Social engineering attacks rely on psychological tricks to exploit people’s errors of judgement or cognitive biases in social interactions; for instance, convincing a security guard to grant access to the building by pretending to be an employee of the company. The goal usually is to get access to a system or exploit the trust they have established to commit fraud. 

Typical social engineering mechanisms involve the impersonation of a trusted person, manipulating the victim’s emotions, or putting pressure on the victim with the argument of urgency. 

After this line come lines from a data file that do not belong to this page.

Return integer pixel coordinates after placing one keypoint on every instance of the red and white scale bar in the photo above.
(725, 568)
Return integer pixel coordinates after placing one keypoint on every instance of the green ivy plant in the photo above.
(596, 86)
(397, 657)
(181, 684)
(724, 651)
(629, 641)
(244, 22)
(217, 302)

Complex social engineering attacks often involve four stages:  

  1. A reconnaissance stage to obtain knowledge of the people and the environment 
  2. An initial contact stage to establish familiarity with the target 
  3. An exploitation stage (to deliver malware, steal data, etc.) 
  4. A conclusion stage to remove potential traces of malicious behaviour. 

What’s phishing?  

Most cyber attacks rely in some form on social engineering to trick the user, usually into clicking on a link, opening a malicious attachment or following a procedure that will eventually lead to fraud, a security breach or a data leak. This is the case of phishing, where users are incentivised with “important” emails to click on a malicious link.  

What’s spear phishing? 

Whereas classic phishing relies on indiscriminate large-scale campaigns, spear phishing is a custom-designed operation targeting specific - often high-profile - individuals. For instance, the Democratic National Committee (DNC) Chairman John Podesta received a spear-phishing email in 2016 purporting to originate from Google Security which requested he reset his password. This led to the DNC data leak. 

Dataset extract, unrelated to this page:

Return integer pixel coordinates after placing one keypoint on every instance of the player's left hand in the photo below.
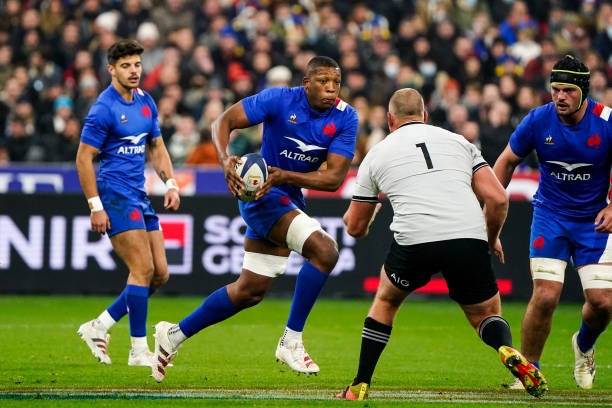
(603, 221)
(172, 200)
(275, 178)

What’s business email compromise?  

Business Email Compromise (BEC) is a specific type of spear phishing. Sometimes better known as President fraud, it is spear phishing where an “urgent” email or phone call pressures a CEO, senior executive or another representative with access to company funds to transmit sensitive data or wire money. The pressure of time often is justified by the need to close a deal or risk missing a big business opportunity. Variants of BEC include attorney impersonation and HR targeting to obtain personnel information. 

The UK National Cyber Security Centre considers BEC a threat “to all organisations of all sizes and across all sectors, including non-profit organisations and government”. According to the FBI, BEC attacks cost nearly 180 million USD to United States victims in 2013. 

What’s a whaling attack? 

A whaling attack is when a BEC attack leverages open-source information on the targets such as their social media posts, to better trick employees and take advantage of a manager on vacation, for example. The messages often appear as if they originated from a senior leader at the organisation. 

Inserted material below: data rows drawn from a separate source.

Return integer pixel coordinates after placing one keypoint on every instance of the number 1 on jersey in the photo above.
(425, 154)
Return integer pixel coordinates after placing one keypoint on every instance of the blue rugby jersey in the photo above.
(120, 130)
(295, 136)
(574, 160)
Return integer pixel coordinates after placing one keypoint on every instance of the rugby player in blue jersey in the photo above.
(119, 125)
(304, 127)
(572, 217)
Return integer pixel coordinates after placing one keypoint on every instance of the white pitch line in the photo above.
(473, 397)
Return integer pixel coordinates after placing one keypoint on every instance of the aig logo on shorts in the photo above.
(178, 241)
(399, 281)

Anti-phishing: Informing employees of typical tactics 

There are a few simple steps to increase awareness of phishing risks among employees. First, always double-check the sender’s email address. Cybercriminals will often mimic official addresses, but with subtle differences (name-company@pm.com instead of name@company.com). In more advanced attacks, they might also forge email headers (the “from” and “to” information). This is known as email spoofing. It is not possible for a typical user to detect email spoofing, but the encryption of emails, with the widely supported SSL/TLS or S/MIME protocols, for instance, can help mitigate it. Second, be mindful of urgent or important requests from unusual contacts or unknown managers. Time or hierarchy pressure is a typical tell-tale of targeted phishing. Third, in case of doubt, ask the IT department for help and contact the usual contact with a known or trusted email address or phone number. This will allow you to corroborate the request from a trusted source. 

Though phishing attempts might appear obvious to cyber experts, it is important not to undermine the role of education in defending an organisation. Beyond training on the typical tactics, inform employees about the damage someone can do if they access your system through a phishing email (or whatever technique they are using). Understanding the magnitude of a threat can help encourage users to heed caution.